First quarter of 2015 Sharp increase
spurred by currency exchange rates Initial impact of
the "New Way" plan Revenue: €379.6 million, +10.6%
Total organic growth +0.8% Organic growth of new
services* +27%
For the first quarter of 2015, Ipsos' revenue stands at €379.6
million, up 10.6% compared with the same period in 2014.
This increase is mainly due to changes in
currency exchange rates, in particular the strong revaluation of
the US dollar, pound sterling and RMB against the euro. Changes in
the scope of activity have had a negative effect (0.6%). On the
other hand, organic growth - at constant scope and exchange rates -
stands at +0.8%.
This growth rate, which is slightly below the
year's target of between 1 and 2%, is satisfactory for three
reasons. In terms of organic growth, the first quarter of 2014 was
the best of the year (1.5% growth versus 0.3% for the year as a
whole). The "new services" are starting to gain momentum with an
increase (albeit from a low starting point) of 27% in developed
markets, with the understanding that their rollout in emerging
markets will start in the second part of the year.

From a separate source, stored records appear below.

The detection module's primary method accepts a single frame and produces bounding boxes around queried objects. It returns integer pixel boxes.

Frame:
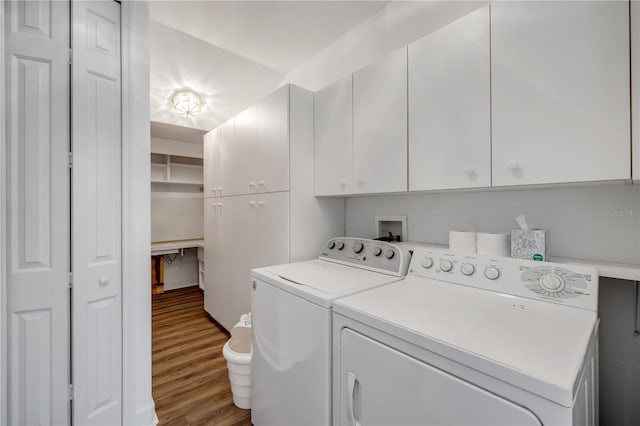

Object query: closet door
[71,1,122,425]
[0,1,70,425]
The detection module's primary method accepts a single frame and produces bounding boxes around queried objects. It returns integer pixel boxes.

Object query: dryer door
[339,329,541,426]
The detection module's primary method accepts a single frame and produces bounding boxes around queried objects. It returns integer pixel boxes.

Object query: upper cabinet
[216,89,289,196]
[409,5,491,191]
[314,75,354,195]
[491,1,631,186]
[352,47,407,194]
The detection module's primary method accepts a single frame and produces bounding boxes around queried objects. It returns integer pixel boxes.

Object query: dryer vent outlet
[374,215,408,242]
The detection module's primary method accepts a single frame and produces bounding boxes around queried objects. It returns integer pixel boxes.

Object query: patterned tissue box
[511,229,547,261]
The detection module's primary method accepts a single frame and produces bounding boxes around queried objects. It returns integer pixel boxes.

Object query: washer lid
[334,276,597,407]
[251,259,400,308]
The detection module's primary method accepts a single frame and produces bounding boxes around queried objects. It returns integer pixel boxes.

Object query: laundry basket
[222,313,253,409]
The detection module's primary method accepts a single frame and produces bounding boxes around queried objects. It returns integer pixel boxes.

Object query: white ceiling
[150,1,388,134]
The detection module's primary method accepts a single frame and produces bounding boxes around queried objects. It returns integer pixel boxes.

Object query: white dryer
[333,248,598,425]
[251,238,410,426]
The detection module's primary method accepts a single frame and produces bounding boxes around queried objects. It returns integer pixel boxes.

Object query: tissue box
[511,229,547,261]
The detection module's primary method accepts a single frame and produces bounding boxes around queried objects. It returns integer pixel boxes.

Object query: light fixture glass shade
[171,90,202,118]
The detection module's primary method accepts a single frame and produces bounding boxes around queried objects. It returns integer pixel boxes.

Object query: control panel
[320,237,411,277]
[409,248,598,311]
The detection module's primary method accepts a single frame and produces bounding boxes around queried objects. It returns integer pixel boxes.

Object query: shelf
[151,179,204,186]
[549,257,640,281]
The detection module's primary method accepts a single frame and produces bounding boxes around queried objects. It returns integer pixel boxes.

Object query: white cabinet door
[491,1,630,186]
[314,75,354,195]
[258,86,289,192]
[202,129,218,198]
[234,105,259,195]
[0,1,70,425]
[336,328,541,426]
[204,198,233,330]
[71,1,122,425]
[215,118,236,196]
[409,5,491,191]
[353,47,407,194]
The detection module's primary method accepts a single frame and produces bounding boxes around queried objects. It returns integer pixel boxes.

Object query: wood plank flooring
[152,287,251,426]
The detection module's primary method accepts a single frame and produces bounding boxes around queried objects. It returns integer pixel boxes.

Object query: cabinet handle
[347,372,360,426]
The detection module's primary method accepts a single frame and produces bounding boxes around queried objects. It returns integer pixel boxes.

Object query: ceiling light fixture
[171,89,202,118]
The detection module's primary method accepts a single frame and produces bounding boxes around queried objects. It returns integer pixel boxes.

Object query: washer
[333,248,598,425]
[251,238,410,426]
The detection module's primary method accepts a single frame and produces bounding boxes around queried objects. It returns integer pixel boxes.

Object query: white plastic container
[222,313,253,409]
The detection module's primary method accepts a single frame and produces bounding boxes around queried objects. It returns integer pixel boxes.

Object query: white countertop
[403,242,640,281]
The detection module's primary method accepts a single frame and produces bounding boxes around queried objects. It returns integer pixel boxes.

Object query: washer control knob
[484,266,500,280]
[422,257,433,269]
[538,273,564,293]
[460,263,476,276]
[440,260,453,272]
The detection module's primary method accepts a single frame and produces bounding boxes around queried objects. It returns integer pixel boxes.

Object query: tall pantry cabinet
[204,85,345,330]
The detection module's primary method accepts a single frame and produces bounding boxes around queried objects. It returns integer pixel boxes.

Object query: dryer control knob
[484,266,500,280]
[422,257,433,269]
[539,273,564,293]
[460,263,476,276]
[440,260,453,272]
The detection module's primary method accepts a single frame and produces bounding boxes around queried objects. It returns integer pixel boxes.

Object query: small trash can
[222,313,253,409]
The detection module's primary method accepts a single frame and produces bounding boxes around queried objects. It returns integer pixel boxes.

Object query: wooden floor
[152,287,251,426]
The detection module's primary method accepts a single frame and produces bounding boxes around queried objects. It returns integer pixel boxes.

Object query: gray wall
[347,183,640,263]
[347,183,640,425]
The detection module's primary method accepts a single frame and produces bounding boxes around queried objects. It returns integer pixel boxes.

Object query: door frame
[0,0,157,425]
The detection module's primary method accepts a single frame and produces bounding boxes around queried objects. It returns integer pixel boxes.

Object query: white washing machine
[251,238,410,426]
[333,248,598,425]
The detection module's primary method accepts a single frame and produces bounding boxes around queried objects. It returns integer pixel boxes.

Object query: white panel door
[0,1,70,425]
[314,75,353,195]
[234,105,259,195]
[204,198,233,330]
[239,192,289,321]
[336,328,541,426]
[72,1,122,425]
[258,86,290,192]
[353,47,407,194]
[217,118,239,196]
[202,129,219,198]
[491,1,631,186]
[409,5,491,191]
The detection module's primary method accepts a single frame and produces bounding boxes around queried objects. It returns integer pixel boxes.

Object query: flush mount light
[170,89,202,118]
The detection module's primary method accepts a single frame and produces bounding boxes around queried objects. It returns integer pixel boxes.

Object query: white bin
[222,313,253,409]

Lastly, at the end of last year and the
beginning of 2015, Ipsos' activities were severely disrupted in
certain emerging markets such as, but not solely, Russia, Ukraine
and the Middle East, before stabilising at the end of the
quarter.
Consolidated revenues (in millions of euros) |
2015 |
2014 |
2013 |
1st quarter |
379.6 |
343.3 |
359.6 |
2nd quarter |
- |
412.7 |
444.1 |
3rd quarter |
- |
412.8 |
418.6 |
4th quarter |
- |
500.7 |
490.1 |
Full-year |
- |
1,669.5 |
1,712.4 |
* In developed markets
Performance by region and business
line
At this stage of the year, performance by region
is not very significant as the business volumes on which they are
based are limited. Nonetheless, Ipsos is satisfied with the good
results achieved in the United States, the UK, Germany and France,
as well as China, Japan and certain major Latin American
markets.
The major difference with previous periods is
the absence of divergence between the performance of developing
countries - which had previously recorded rapid growth - and that
of developed markets, which had recorded disappointing performance
in recent years. On the one hand, our business was impacted by the
geopolitical unrest mentioned earlier, as well as financial crises
- for example in Argentina and Venezuela. On the other hand, a
better environment and the growing impact of the "new services"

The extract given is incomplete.